Zelf een compleet voer voor je hond maken is volgens docent Frans Cramer goed mogelijk, maar wel vrij ingewikkeld. Zijn recept voor een zelfgemaakt voer dat qua energiebehoefte ongeveer gelijk is aan een fabrieksvoer: 250 gram slachtafval (hart, kopvlees) of 300 gram pens, 120 gram oud bruin brood, rijst, aardappelen of spaghetti, 100 gram volle melk (bij voorkeur karnemelk), 10 gram maisolie, 1 gram levertraan, 15 gram fosforzure kalk, om de dag 1 gekookt ei, 1 vitamine C tablet en enige (bier)gisttabletten.

In de nagebouwde winkel op het terrein mogen de deelnemers aan de cursus verpakkingen van hondenvoeders vergelijken en dat levert opmerkelijke zaken op. Het lightvoer van het dure merk A blijkt bijvoorbeeld veel meer dikmakend vet te bevatten dan het normale onderhoudsvoer van het goedkopere merk B. De percentages vet en eiwit in het adult- en seniorvoer van merk C zijn precies gelijk. Sterker nog: in het seniorvoer zit zelfs nog iets meer energie.

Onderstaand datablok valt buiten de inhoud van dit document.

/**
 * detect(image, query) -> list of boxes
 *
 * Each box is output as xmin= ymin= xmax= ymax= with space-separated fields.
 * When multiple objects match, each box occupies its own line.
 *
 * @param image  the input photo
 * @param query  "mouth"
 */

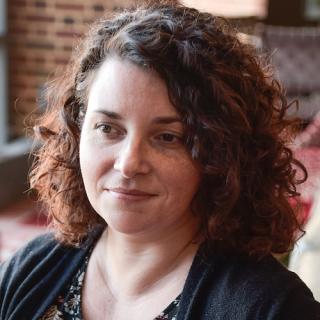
xmin=106 ymin=188 xmax=157 ymax=201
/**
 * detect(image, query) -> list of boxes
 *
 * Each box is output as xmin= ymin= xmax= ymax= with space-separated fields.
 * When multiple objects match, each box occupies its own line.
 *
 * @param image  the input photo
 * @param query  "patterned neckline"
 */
xmin=41 ymin=251 xmax=181 ymax=319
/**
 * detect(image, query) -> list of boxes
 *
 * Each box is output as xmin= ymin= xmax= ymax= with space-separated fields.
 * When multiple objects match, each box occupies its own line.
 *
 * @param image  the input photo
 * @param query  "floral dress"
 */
xmin=40 ymin=254 xmax=181 ymax=320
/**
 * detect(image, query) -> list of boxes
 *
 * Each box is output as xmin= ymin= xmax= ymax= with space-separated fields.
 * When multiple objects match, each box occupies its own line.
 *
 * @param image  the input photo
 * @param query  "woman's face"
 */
xmin=79 ymin=57 xmax=201 ymax=237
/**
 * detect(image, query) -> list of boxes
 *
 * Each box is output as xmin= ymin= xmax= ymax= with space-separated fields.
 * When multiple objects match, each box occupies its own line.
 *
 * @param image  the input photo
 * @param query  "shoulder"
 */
xmin=0 ymin=232 xmax=72 ymax=302
xmin=0 ymin=232 xmax=76 ymax=279
xmin=184 ymin=245 xmax=320 ymax=319
xmin=0 ymin=226 xmax=103 ymax=277
xmin=0 ymin=232 xmax=59 ymax=281
xmin=0 ymin=227 xmax=103 ymax=320
xmin=227 ymin=254 xmax=320 ymax=319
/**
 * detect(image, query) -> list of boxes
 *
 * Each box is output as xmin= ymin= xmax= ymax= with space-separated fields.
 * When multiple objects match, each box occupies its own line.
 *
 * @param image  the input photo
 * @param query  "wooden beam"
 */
xmin=266 ymin=0 xmax=306 ymax=26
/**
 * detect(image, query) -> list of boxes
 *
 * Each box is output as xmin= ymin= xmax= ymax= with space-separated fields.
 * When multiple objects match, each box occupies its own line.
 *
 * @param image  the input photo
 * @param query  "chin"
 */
xmin=101 ymin=210 xmax=155 ymax=235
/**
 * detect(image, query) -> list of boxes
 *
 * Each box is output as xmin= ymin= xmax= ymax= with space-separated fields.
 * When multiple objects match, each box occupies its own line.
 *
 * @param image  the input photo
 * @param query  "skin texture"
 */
xmin=79 ymin=57 xmax=202 ymax=319
xmin=79 ymin=57 xmax=201 ymax=241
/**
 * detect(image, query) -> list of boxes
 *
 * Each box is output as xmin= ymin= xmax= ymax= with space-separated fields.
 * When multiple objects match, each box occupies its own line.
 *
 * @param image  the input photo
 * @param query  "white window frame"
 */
xmin=0 ymin=0 xmax=31 ymax=159
xmin=0 ymin=0 xmax=33 ymax=208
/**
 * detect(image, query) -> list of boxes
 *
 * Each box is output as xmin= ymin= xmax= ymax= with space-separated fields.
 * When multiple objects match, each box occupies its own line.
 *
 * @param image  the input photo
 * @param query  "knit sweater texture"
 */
xmin=1 ymin=228 xmax=320 ymax=320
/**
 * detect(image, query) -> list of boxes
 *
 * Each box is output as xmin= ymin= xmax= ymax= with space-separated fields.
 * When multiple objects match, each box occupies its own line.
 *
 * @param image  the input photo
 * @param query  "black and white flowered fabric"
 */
xmin=41 ymin=254 xmax=181 ymax=320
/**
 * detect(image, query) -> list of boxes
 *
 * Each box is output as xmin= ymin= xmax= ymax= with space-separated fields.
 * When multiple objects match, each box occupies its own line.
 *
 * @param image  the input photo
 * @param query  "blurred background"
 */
xmin=0 ymin=0 xmax=320 ymax=299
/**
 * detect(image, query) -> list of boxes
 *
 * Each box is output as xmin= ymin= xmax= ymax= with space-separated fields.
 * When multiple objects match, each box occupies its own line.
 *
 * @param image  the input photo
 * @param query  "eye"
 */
xmin=97 ymin=124 xmax=112 ymax=133
xmin=94 ymin=123 xmax=124 ymax=139
xmin=157 ymin=133 xmax=181 ymax=144
xmin=160 ymin=133 xmax=176 ymax=142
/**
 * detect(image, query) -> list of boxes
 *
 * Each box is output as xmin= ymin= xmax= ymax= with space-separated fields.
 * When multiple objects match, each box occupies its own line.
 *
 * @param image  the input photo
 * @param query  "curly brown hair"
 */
xmin=30 ymin=0 xmax=306 ymax=256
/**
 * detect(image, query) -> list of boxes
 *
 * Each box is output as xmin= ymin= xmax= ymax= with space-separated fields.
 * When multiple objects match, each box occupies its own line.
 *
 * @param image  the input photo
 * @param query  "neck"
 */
xmin=93 ymin=216 xmax=202 ymax=301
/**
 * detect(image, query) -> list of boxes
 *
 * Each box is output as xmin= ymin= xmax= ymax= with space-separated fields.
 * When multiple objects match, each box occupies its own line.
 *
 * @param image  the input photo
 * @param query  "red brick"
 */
xmin=6 ymin=0 xmax=147 ymax=138
xmin=35 ymin=29 xmax=48 ymax=36
xmin=54 ymin=58 xmax=70 ymax=65
xmin=26 ymin=15 xmax=55 ymax=23
xmin=63 ymin=45 xmax=73 ymax=52
xmin=10 ymin=0 xmax=27 ymax=6
xmin=55 ymin=4 xmax=84 ymax=11
xmin=56 ymin=31 xmax=82 ymax=38
xmin=9 ymin=27 xmax=28 ymax=35
xmin=12 ymin=83 xmax=28 ymax=89
xmin=33 ymin=57 xmax=46 ymax=64
xmin=34 ymin=1 xmax=47 ymax=8
xmin=10 ymin=55 xmax=27 ymax=63
xmin=8 ymin=13 xmax=20 ymax=20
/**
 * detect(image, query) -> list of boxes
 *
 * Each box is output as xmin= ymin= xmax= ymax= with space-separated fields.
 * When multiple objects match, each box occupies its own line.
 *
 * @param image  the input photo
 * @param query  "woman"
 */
xmin=1 ymin=1 xmax=320 ymax=319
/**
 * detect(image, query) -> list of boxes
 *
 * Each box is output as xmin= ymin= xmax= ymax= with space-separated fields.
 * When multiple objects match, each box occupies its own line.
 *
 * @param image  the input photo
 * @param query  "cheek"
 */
xmin=162 ymin=159 xmax=201 ymax=199
xmin=79 ymin=136 xmax=116 ymax=196
xmin=79 ymin=142 xmax=93 ymax=193
xmin=79 ymin=134 xmax=102 ymax=190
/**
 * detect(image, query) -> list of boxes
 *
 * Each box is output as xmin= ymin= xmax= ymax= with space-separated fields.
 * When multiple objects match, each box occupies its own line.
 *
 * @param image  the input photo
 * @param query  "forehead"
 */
xmin=86 ymin=57 xmax=179 ymax=119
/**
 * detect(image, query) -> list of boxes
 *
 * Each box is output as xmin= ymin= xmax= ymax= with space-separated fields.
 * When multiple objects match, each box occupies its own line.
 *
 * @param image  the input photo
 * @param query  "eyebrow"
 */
xmin=93 ymin=109 xmax=182 ymax=125
xmin=93 ymin=109 xmax=122 ymax=120
xmin=152 ymin=116 xmax=181 ymax=125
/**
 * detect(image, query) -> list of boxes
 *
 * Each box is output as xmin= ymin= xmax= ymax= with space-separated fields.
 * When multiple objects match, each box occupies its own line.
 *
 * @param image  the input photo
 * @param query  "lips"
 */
xmin=107 ymin=187 xmax=156 ymax=200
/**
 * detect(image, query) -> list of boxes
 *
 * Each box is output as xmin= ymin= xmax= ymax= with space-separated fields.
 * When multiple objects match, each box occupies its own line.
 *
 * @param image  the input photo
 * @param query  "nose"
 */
xmin=113 ymin=137 xmax=151 ymax=179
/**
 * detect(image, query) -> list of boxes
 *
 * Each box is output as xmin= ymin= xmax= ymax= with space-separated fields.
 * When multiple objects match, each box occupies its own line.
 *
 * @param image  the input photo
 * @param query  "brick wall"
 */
xmin=7 ymin=0 xmax=266 ymax=139
xmin=8 ymin=0 xmax=136 ymax=139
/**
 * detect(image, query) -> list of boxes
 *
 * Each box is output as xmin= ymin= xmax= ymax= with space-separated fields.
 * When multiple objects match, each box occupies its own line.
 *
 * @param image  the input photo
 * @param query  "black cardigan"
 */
xmin=1 ymin=228 xmax=320 ymax=320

Volgens docent Buijnink is wettelijk bepaald dat de informatie op de grotere zakken hondenvoer uitgebreider moet zijn. Zweden is volgens haar erg streng als het gaat om richtlijnen voor hondenvoer. Als je precies wilt weten wat er in een voer zit, kun je dus het best de Zweedse tekst op de verpakking wezen.

"Kritisch zijn", maant Buijnink haar cursisten. "Jullie moeten je eens aanleren om op etiketten te kijken. Koel en droog bewaren staat er op de zak. Maar wat is eigenlijk koel? En wat is droog?

* in de tompoucen uit het diepvriesvak zitten onder meer ingrediënten als E 400, E 407 (verdikkingsmiddelen), E 471, E 435 (emulgatoren), E 339b (stabilisator), E 500 (rijsmiddel), E 160b, E 101 en E 120 (kleurstoffen). Je zou het je hond waarschijnlijk niet voorzetten.